266-x Multiple Arguments in pipeline.task()

Hi, in the last slide of Building A Pipeline Class

There are a couple drawbacks with our pipeline that we did not discuss. First, we can only input one argument for each task, and second, we only have a linear dependency mapping between the tasks. In the next mission, we will expand on this pipeline, and enhance it with task scheduling, a proper dependency tree, and other options.

but didn’t catch in Multiple Dependencies Pipeline how to actually pass multiple arguments between tasks?

Thanks and sorry if this is obvious!

Hey, Scott.

Can you please take a look at this guide on how to ask a good question and edit your post? By making it easier for other people to understand your question, you’ll make it easier for them to answer you.

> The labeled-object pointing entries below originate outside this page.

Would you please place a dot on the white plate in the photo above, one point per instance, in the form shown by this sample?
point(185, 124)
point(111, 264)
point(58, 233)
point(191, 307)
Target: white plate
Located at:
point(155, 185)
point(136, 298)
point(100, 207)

Ok let me know if you can help

1 Like

Hi @scott.j.simontacchi,

I believe that I understood your question now. In my answer, I will be assuming that we are using the final version of the Pipeline class that was developed in that mission:

from collections import deque

class DAG:

    def __init__(self):
        self.graph = {}
            
    def in_degrees(self):
        self.degrees = {}
        for node in self.graph:
            if node not in self.degrees:
                self.degrees[node] = 0
            for pointed in self.graph[node]:
                if pointed not in self.degrees:
                    self.degrees[pointed] = 0
                self.degrees[pointed] += 1
    
    def sort(self):
        self.in_degrees()
        to_visit = deque()
        for node in self.graph:
            if self.degrees[node] == 0:
                to_visit.append(node)
        searched = []
        while to_visit:
            node = to_visit.popleft()
            for pointer in self.graph[node]:
                self.degrees[pointer] -= 1
                if self.degrees[pointer] == 0:
                    to_visit.append(pointer)
            searched.append(node)
        return searched
    
    def add(self, node, to=None):
        if not node in self.graph:
            self.graph[node] = []
        if to:
            if not to in self.graph:
                self.graph[to] = []
            self.graph[node].append(to)
        if len(self.sort()) != len(self.graph):
            raise Exception

    def __str__(self):
        s = ''
        for node in self.graph:
            s += '{}: {}\n'.format(node, self.graph[node])
        return s

class Pipeline:

    def __init__(self):
        self.tasks = DAG()
        
    def task(self, depends_on=None):
        def inner(f):
            self.tasks.add(f)
            if depends_on:
                self.tasks.add(depends_on, f)
            return f
        return inner
    
    def run(self):
        scheduled = self.tasks.sort()
        completed = {}
        for task in scheduled:
            for node, values in self.tasks.graph.items():
                if task in values:
                    completed[task] = task(completed[node])
            if task not in completed:
                completed[task] = task()
        return completed

Using the above Pipeline class, if some task1 depends on task2 then the output of task1 will be used as the input of task2. Therefore, if you output several values in task1 then you will have several inputs on task2.

Example:

pipeline = Pipeline()

@pipeline.task()
def task1():
    print('running task1')
    return 1, 2  # task with two outputs

@pipeline.task(depends_on=task1)
def task2(args):
    print('running task2')
    print('input1:', args[0])
    print('input2:', args[1])

pipeline.run()

If you run this you will see that the two outputs from task1 are passed as a tuple to task2 and can be accessed as args[0] and args[1]:

running task1
running task2
input1: 1
input2: 2

Let me know if this helps :slight_smile:

1 Like

Very cool! Is there a way to do this with kwargs instead for readability? Does the task method just need to be edited or do you think it is in the DAG? Thanks!! I’m new to decorators and still wrapping my head around them :slight_smile:

@scott.j.simontacchi,

I think (but am not 100% sure) that with the current implementation it would not be possible. More, I think that it would involve significant changes.

What I would do is to return a dictionary rather than returning several values using meaningfull keys for the values that we want to return. Then you can access the values using those keys so the code is more readable. Here is an example:

pipeline = Pipeline()

@pipeline.task()
def task1():
    print('running task1')
    return {'output1': 1, 'output2': 2}

@pipeline.task(depends_on=task1)
def task2(args):
    print('running task2')
    print('input1:', args['output1'])
    print('input2:', args['output2'])

pipeline.run()

In a real case, output1 and output2 would be well selected names so that the code is more readable.